Coal electricity saves lives during emergencies. Nuke, as demonstrated by Fukushima, shuts down at the merest suggestion of an emergency, and results in hospitals and patients being abandoned, while consuming huge amounts of fossil fuel energy just to keep it from not melting down any more than it already has, and rendering many thousands of square miles uninhabitable.

It would be, if that were the one I was taking. My position was to point out that YOUR position that nuclear evacuees are MORE important is bullshit. And your constant efforts to focus on JUST the nuclear evacuees instead of looking at the big picture…the one where there are hundreds of thousands of OTHER evacuees living in tent cities and wondering when they will get to go home…is distasteful and self serving. I’m sorry if the facts inconvenience you.
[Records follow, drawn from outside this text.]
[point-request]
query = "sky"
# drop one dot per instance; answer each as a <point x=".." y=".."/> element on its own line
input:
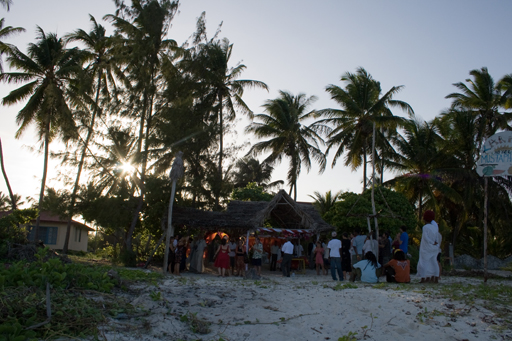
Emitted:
<point x="301" y="47"/>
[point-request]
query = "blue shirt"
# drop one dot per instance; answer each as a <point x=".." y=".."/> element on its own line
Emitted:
<point x="359" y="241"/>
<point x="368" y="273"/>
<point x="404" y="239"/>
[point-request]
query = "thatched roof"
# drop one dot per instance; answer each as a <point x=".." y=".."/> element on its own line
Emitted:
<point x="248" y="215"/>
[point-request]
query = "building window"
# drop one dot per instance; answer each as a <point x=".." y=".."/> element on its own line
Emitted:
<point x="78" y="234"/>
<point x="48" y="234"/>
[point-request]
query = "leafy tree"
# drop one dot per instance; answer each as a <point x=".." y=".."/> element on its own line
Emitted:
<point x="362" y="106"/>
<point x="423" y="165"/>
<point x="324" y="203"/>
<point x="351" y="211"/>
<point x="139" y="32"/>
<point x="483" y="96"/>
<point x="251" y="170"/>
<point x="6" y="32"/>
<point x="251" y="192"/>
<point x="47" y="68"/>
<point x="224" y="89"/>
<point x="98" y="47"/>
<point x="283" y="124"/>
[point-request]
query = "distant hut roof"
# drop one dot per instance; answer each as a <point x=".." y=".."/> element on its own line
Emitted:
<point x="247" y="215"/>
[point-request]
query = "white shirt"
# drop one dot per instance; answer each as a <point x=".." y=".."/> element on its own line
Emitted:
<point x="326" y="251"/>
<point x="274" y="250"/>
<point x="287" y="248"/>
<point x="334" y="246"/>
<point x="299" y="250"/>
<point x="232" y="249"/>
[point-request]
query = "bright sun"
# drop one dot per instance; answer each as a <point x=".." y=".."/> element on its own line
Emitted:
<point x="126" y="167"/>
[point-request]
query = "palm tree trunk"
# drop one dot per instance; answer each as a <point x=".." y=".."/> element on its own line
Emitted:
<point x="364" y="170"/>
<point x="420" y="206"/>
<point x="11" y="195"/>
<point x="43" y="181"/>
<point x="221" y="154"/>
<point x="80" y="166"/>
<point x="149" y="108"/>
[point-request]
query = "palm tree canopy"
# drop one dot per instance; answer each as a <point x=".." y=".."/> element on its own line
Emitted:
<point x="45" y="69"/>
<point x="283" y="124"/>
<point x="6" y="32"/>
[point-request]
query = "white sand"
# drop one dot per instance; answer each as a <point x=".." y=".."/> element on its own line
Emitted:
<point x="305" y="308"/>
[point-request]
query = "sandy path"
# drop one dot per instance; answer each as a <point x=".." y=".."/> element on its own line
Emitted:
<point x="306" y="307"/>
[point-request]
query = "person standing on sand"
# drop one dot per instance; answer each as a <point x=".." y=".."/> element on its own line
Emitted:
<point x="428" y="268"/>
<point x="196" y="258"/>
<point x="257" y="254"/>
<point x="385" y="248"/>
<point x="359" y="240"/>
<point x="222" y="258"/>
<point x="404" y="239"/>
<point x="334" y="247"/>
<point x="287" y="251"/>
<point x="274" y="251"/>
<point x="240" y="255"/>
<point x="319" y="258"/>
<point x="232" y="254"/>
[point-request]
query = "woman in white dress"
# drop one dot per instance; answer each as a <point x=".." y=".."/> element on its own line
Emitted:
<point x="428" y="268"/>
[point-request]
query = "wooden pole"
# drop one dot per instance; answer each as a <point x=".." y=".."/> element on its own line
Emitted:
<point x="486" y="179"/>
<point x="170" y="230"/>
<point x="374" y="211"/>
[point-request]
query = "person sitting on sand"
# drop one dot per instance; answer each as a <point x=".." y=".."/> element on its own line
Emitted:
<point x="428" y="268"/>
<point x="398" y="269"/>
<point x="367" y="269"/>
<point x="222" y="258"/>
<point x="346" y="258"/>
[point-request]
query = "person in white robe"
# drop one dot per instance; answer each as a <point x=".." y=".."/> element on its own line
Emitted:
<point x="196" y="259"/>
<point x="428" y="268"/>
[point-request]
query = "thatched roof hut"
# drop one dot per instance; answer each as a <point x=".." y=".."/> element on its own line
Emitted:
<point x="250" y="215"/>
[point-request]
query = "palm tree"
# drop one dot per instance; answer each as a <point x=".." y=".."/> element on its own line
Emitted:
<point x="225" y="89"/>
<point x="323" y="203"/>
<point x="483" y="96"/>
<point x="362" y="106"/>
<point x="6" y="4"/>
<point x="289" y="137"/>
<point x="98" y="47"/>
<point x="5" y="32"/>
<point x="140" y="32"/>
<point x="47" y="68"/>
<point x="251" y="170"/>
<point x="423" y="165"/>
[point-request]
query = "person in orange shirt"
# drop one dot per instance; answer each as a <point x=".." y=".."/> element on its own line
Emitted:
<point x="398" y="269"/>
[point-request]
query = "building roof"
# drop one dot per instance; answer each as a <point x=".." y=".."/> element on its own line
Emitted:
<point x="248" y="215"/>
<point x="47" y="217"/>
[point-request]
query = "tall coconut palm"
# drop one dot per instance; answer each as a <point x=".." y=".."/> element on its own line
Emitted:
<point x="487" y="99"/>
<point x="289" y="138"/>
<point x="225" y="88"/>
<point x="423" y="164"/>
<point x="47" y="69"/>
<point x="350" y="129"/>
<point x="6" y="3"/>
<point x="324" y="202"/>
<point x="97" y="48"/>
<point x="6" y="32"/>
<point x="140" y="32"/>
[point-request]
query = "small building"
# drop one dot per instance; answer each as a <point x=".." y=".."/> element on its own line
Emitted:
<point x="52" y="232"/>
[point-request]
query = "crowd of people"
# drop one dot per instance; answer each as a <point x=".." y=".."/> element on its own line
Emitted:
<point x="353" y="257"/>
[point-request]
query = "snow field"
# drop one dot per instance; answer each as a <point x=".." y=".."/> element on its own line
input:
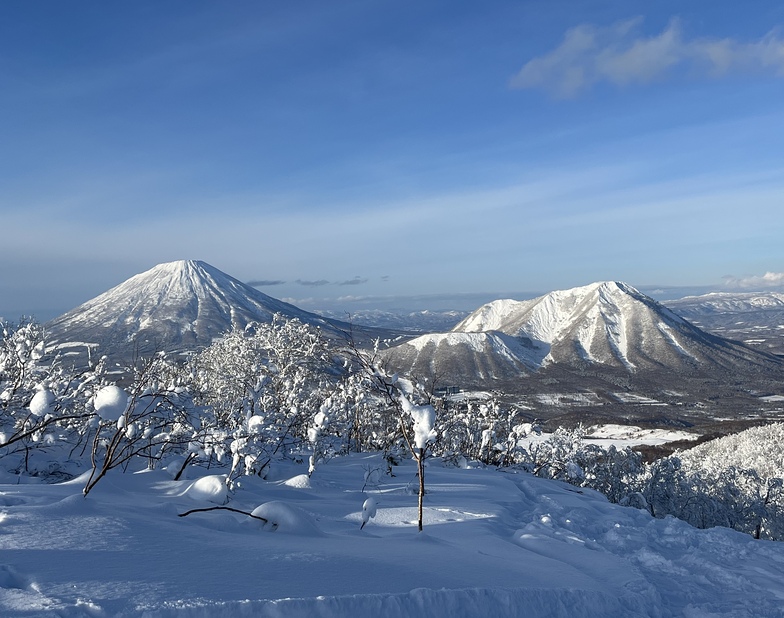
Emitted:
<point x="495" y="542"/>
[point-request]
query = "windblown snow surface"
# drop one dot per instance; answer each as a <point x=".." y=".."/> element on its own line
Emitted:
<point x="495" y="543"/>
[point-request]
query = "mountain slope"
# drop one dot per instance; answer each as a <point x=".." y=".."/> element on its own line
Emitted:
<point x="173" y="307"/>
<point x="607" y="325"/>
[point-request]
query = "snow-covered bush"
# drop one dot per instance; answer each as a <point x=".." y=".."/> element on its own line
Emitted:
<point x="45" y="411"/>
<point x="151" y="419"/>
<point x="263" y="385"/>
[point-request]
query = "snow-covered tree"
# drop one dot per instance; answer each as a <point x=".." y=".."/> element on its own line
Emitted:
<point x="151" y="419"/>
<point x="264" y="386"/>
<point x="44" y="403"/>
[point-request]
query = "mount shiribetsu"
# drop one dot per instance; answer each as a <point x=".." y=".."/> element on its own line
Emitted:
<point x="603" y="350"/>
<point x="608" y="324"/>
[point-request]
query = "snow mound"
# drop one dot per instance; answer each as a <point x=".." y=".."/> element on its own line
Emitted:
<point x="209" y="489"/>
<point x="301" y="481"/>
<point x="282" y="517"/>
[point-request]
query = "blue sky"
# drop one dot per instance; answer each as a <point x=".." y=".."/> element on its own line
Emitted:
<point x="390" y="150"/>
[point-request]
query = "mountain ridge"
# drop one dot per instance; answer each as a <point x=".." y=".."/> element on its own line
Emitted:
<point x="606" y="324"/>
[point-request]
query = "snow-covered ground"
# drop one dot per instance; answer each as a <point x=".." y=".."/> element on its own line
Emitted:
<point x="495" y="543"/>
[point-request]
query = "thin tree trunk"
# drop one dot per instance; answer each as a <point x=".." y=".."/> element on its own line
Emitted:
<point x="421" y="465"/>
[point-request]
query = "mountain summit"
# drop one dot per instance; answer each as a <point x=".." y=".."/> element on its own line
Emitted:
<point x="601" y="326"/>
<point x="176" y="306"/>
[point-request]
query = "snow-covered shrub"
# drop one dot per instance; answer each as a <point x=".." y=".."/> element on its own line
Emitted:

Really? How many? How many are returning to those areas permanently, and how many are just being allowed back in to look for their stuff? Are you saying that many are? A majority? All? Do you have a cite?

It is in those cases, but what has that got to do with what we were discussing? Try and focus. Do you have a cite for your assertion so that we can get some sort of context as to who is going back, in what numbers and for what reasons?

Might have been an earlier report. I also read that the number evacuated for the rest of the disaster was 600k, not 250k, but I figured I’d go with the low end numbers in both cases, in either case it’s a lot of folks.

Yes, you ARE trying to be a doom & gloom-monger. You refuse to even discuss comparative risk because you know that comparatively speaking nuclear as a whole is less dangerous and costs less lives than other, comparable forms of electrical power generation. You want to focus solely on what the folks around that power plant (with 20 or 30 km) are going through (no deaths due to radiation, no reports of radiation sickness amongst the people living there) but don’t want to look at the bigger picture, and that this is merely ONE aspect of the greater disaster that struck Japan. Yeah, the people there might not be able to go back to there houses for weeks, months or maybe not ever (again, I think that’s unlikely, personally, but we’ll see)…and that’s bad. VERY bad. But the conditions that had to happen to make all this possible were not exactly normal or happen daily. Or yearly. A earthquake/tsunami combination of that scale last hit Japan, what? a thousand years ago? 1200? And even then, the plant survived half of that one-two punch without major issue…and the part it didn’t survive well it still didn’t fail catastrophically, and though it’s been and will continue to be a nasty cleanup, no lives have yet lost due to all this.

And build more coal plants, since that’s the reality, where the deaths can be spread out over more of the population…so we all take our chances at the death lottery game. It’s cool that there will be more deaths because then the tiny chances of there being a few will be averted, and it will all be worth it.